What kops version are you running?
Version 1.18.0-beta.2 (git-63f9ae1099)
What Kubernetes version are you running?

Client Version: version.Info{Major:"1", Minor:"18", GitVersion:"v1.18.6", GitCommit:"dff82dc0de47299ab66c83c626e08b245ab19037", GitTreeState:"clean", BuildDate:"2020-07-16T00:04:31Z", GoVersion:"go1.14.4", Compiler:"gc", Platform:"darwin/amd64"}
Server Version: version.Info{Major:"1", Minor:"18", GitVersion:"v1.18.6", GitCommit:"dff82dc0de47299ab66c83c626e08b245ab19037", GitTreeState:"clean", BuildDate:"2020-07-15T16:51:04Z", GoVersion:"go1.13.9", Compiler:"gc", Platform:"linux/amd64"}

What cloud provider are you using?
AWS EC2
What commands did you run? What is the simplest way to reproduce this issue?

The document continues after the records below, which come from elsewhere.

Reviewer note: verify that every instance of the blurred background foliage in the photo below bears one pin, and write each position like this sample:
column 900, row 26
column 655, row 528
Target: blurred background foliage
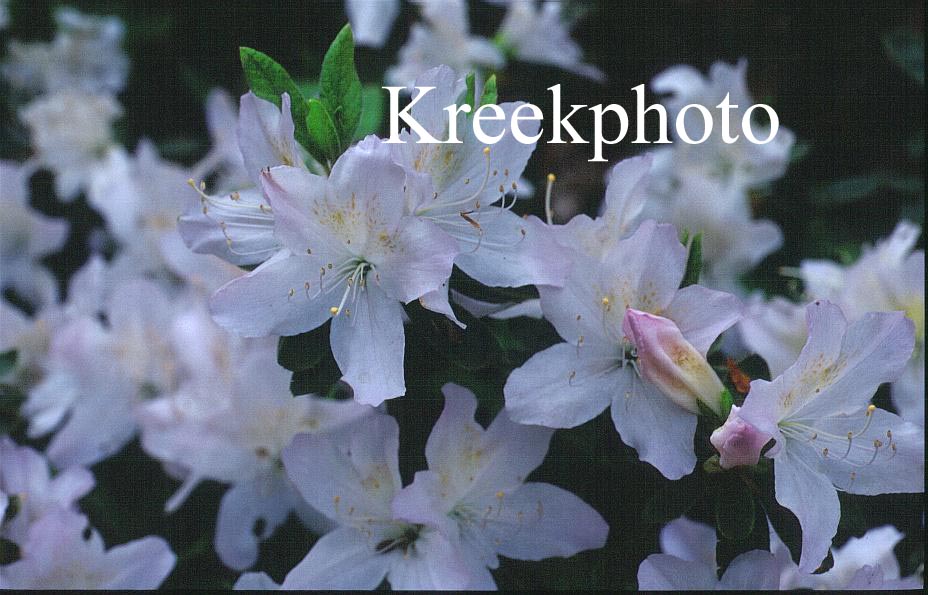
column 848, row 79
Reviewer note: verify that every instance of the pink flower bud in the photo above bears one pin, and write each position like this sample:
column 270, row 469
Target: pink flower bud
column 669, row 361
column 738, row 442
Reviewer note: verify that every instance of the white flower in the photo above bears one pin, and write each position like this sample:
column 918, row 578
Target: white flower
column 536, row 32
column 687, row 563
column 572, row 382
column 444, row 38
column 351, row 255
column 25, row 236
column 71, row 130
column 229, row 422
column 55, row 555
column 25, row 475
column 371, row 20
column 827, row 435
column 86, row 55
column 475, row 493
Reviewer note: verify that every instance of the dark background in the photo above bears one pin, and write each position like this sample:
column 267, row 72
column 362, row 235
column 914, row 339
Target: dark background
column 858, row 116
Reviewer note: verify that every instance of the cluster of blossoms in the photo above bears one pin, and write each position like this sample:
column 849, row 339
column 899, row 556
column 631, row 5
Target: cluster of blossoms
column 174, row 340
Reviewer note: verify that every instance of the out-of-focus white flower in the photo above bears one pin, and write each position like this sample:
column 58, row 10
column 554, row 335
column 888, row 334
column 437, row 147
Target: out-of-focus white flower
column 705, row 187
column 371, row 20
column 55, row 555
column 71, row 131
column 864, row 563
column 86, row 54
column 229, row 422
column 96, row 374
column 444, row 38
column 24, row 474
column 827, row 435
column 887, row 277
column 25, row 236
column 688, row 563
column 538, row 33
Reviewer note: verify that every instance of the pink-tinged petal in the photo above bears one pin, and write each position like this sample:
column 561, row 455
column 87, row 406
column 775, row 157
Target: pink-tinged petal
column 738, row 442
column 360, row 482
column 509, row 251
column 433, row 564
column 754, row 570
column 368, row 343
column 342, row 559
column 562, row 387
column 273, row 299
column 689, row 540
column 810, row 496
column 662, row 572
column 539, row 520
column 268, row 498
column 415, row 260
column 660, row 430
column 668, row 361
column 703, row 314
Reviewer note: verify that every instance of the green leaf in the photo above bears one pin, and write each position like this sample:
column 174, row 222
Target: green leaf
column 7, row 362
column 489, row 95
column 372, row 110
column 323, row 137
column 734, row 509
column 340, row 87
column 907, row 49
column 268, row 80
column 693, row 261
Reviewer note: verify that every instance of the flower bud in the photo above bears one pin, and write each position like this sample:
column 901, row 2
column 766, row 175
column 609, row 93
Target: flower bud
column 670, row 362
column 738, row 442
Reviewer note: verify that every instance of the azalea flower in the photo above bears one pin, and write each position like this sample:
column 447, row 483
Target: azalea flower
column 536, row 32
column 687, row 563
column 55, row 555
column 140, row 197
column 238, row 226
column 96, row 374
column 70, row 131
column 24, row 474
column 444, row 38
column 25, row 237
column 705, row 187
column 862, row 563
column 826, row 435
column 370, row 543
column 228, row 423
column 887, row 277
column 475, row 493
column 572, row 382
column 371, row 20
column 85, row 55
column 351, row 255
column 463, row 188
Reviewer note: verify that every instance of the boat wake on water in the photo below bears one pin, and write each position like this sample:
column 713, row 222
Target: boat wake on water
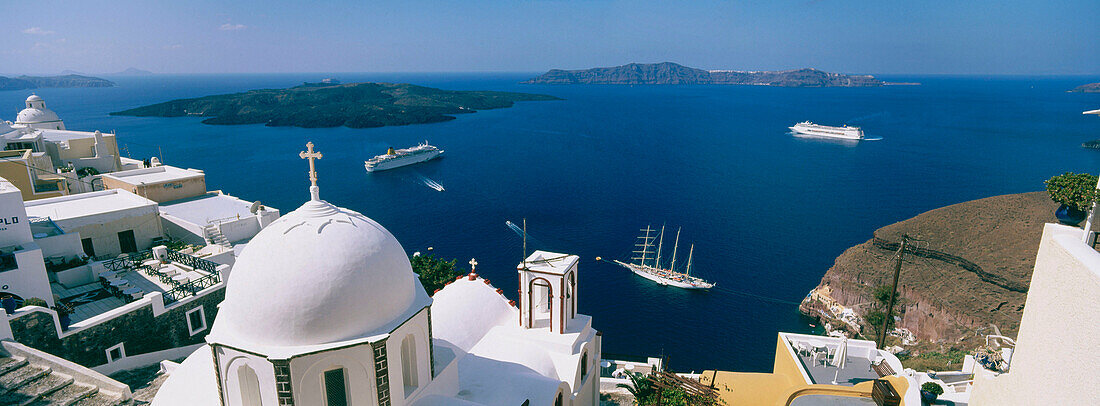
column 530, row 240
column 429, row 183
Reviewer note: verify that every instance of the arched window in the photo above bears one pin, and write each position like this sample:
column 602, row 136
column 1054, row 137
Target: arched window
column 336, row 387
column 584, row 365
column 250, row 385
column 408, row 364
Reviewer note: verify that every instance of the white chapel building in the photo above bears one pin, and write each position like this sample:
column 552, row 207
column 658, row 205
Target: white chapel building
column 322, row 308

Create a kops cluster using the Calico CNI implementation.
Enable Typha.
In a cluster using three master machines, configure Typha's Deployment to use at least one replica more.

networking:
calico:
  typhaReplicas: 4

Observe that three of the pods created by the Deployment's ReplicaSet get scheduled—one per master node—but the fourth one remains pending.
Observe that the pending pod's spec contains a "spec.nodeSelector" field.

spec:
  # ...
  nodeSelector:
    kubernetes.io/os: linux
    kubernetes.io/role: master

What happened after the commands executed?
One of the Typha pods remains pending, not placed by the Kubernetes scheduler because each node can host at most one such pod, and there are fewer master nodes that Typha pods.
What did you expect to happen?
The first three Typha pods would be scheduled on the master nodes, but the fourth Typha pod would be scheduled on a different non-master node.
Anything else do we need to know?
Using a node affinity rule in the Typha Deployment's pod spec template would allow us to express a preference for Typha running on a master node, but not a strict requirement. In this case, we'd use a preferredDuringSchedulingIgnoredDuringExecution entry with a match expression adapted from the existing node selector, and we'd remove the node selector.

spec:
  affinity:
    nodeAffinity:
      requiredDuringSchedulingIgnoredDuringExecution:
        nodeSelectorTerms:
        - matchExpressions:
          - key: kubernetes.io/os
            operator: In
            values:
            - linux
      preferredDuringSchedulingIgnoredDuringExecution:
      - preference:
          matchExpressions:
          - key: kubernetes.io/role
            operator: In
            values:
            - master
       weight: 75

The text was updated successfully, but these errors were encountered:

hakman · 2020-07-21T18:03:50Z

@KashifSaadat what do you think?

seh · 2020-07-21T18:15:52Z

Note that we should probably also accommodate the more modern node label used by kubedam: node-role.kubernetes.io/master, just mandating that it exists, its value being immaterial.

seh · 2020-07-23T13:58:55Z

Thank you for the fast resolution, @hakman!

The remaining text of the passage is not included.